South America’s most important art fair, SP-Arte, took over São Paulo’s iconic Oscar Niemeyer-designed Biennial Pavilion for the fourteenth time last week. With 132 galleries, a full schedule of programming, and two frenzied days of VIP previews, the fair is both an essential stop for the preternaturally chic Paulista elite as well as the most vital week of the year for the Brazilian art market.

Behind the festivities is a small group of gallerists who have built the foundation upon which the entire scene is built. Raquel Arnaud, Luisa Strina, Nara Roesler, Marilia Razuk, Vilma Eid, Márcia Fortes, and Luciana Brito were the pioneers of contemporary art in Brazil long before the world was looking. Bringing them all under the same modernist roof for the fair is the work of Fernanda Feitosa who founded SP-Arte in 2005 and continues as the sole owner.

The women, despite their indisputable role as the most established gallerists in São Paulo, see little of note about their success.

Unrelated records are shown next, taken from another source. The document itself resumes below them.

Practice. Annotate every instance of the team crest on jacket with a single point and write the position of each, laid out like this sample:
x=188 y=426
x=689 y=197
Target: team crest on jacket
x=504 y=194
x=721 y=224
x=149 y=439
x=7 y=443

They point out that there are important women gallerists all over the world and mention the late Thomas Cohn, a fellow dealer who represented such figures as Adriana Varejão and Beatriz Milhazes, and Marcantônio Vilaça, who was an international face of Brazilian art before his death in 2000. “I’m not sure I see it as a big deal,” says Feitosa, of the prevalence of female gallerists. “I once heard someone saying that back in the fifties it was acceptable for a woman to own a gallery. It wasn’t a man’s activity because it doesn’t necessarily provide the resources to sustain a family. I don’t know if it’s true, but maybe in the past it was perceived more as a hobby than a career.”

Luisa Strina counts Olafur Eliasson, Aldredo Jaar, and the late, beloved Neoconcrete icon Lygia Pape, among the artists she deals with. “When I started in 1974 there were no galleries like we have today,” she says. “I was the first to represent artists and work directly with them. I didn’t want to open a gallery, but the artists I was working with said that if I didn’t, they would work with someone else.” At the time Brazil was ruled by a military dictatorship, which meant that art could be neither imported, nor exported. “In 1985 we opened the ports; in 1988 I participated in Art Cologne; and in 1990 I went to Art Basel. That was the beginning of the export of Brazilian art,” she explains. Being a woman wasn’t a challenge, according to Strina. “The men helped me. We were a group of people in it together and we would help each other.”

Raquel Arnaud, who opened her gallery 45 years ago, explains that it was a natural step for her, after working at the Museu de Arte de São Paulo. Now representing the estate of Sergio Camargo as well as artists Carlos Cruz Diez and Waltércio Caldas, she focuses exclusively on geometric art. “I think it’s just a coincidence,” she says when asked about why this group of historical gallerists is all women.

Luciana Brito got her start in the gallery world working for Arnaud, before partnering with Fábio Cimino to open a space in 1997. Cimino left in 2008, and since then Brito’s daughter, Julia, has stepped in to help run the gallery, which represents Caio Reisewitz, Regina Silveira, and Marina Abramovic. “I’m so happy to have been a part of all these changes,” says Brito. “Since I started my career and opened the gallery, the entire art scene has professionalized—not just the galleries and the market, but also the museums and the publications.”

When asked who is leading the charge for the next generation, Brito mentions Central Gallery owner Fernanda Resstom, Maria Montero from Sé Gallery, and Jacqueline Martins—whose name came up again and again throughout the fair as the next Brazilian gallery to watch. “It’s not easy,” says Brito. “This has taken us many years to achieve.”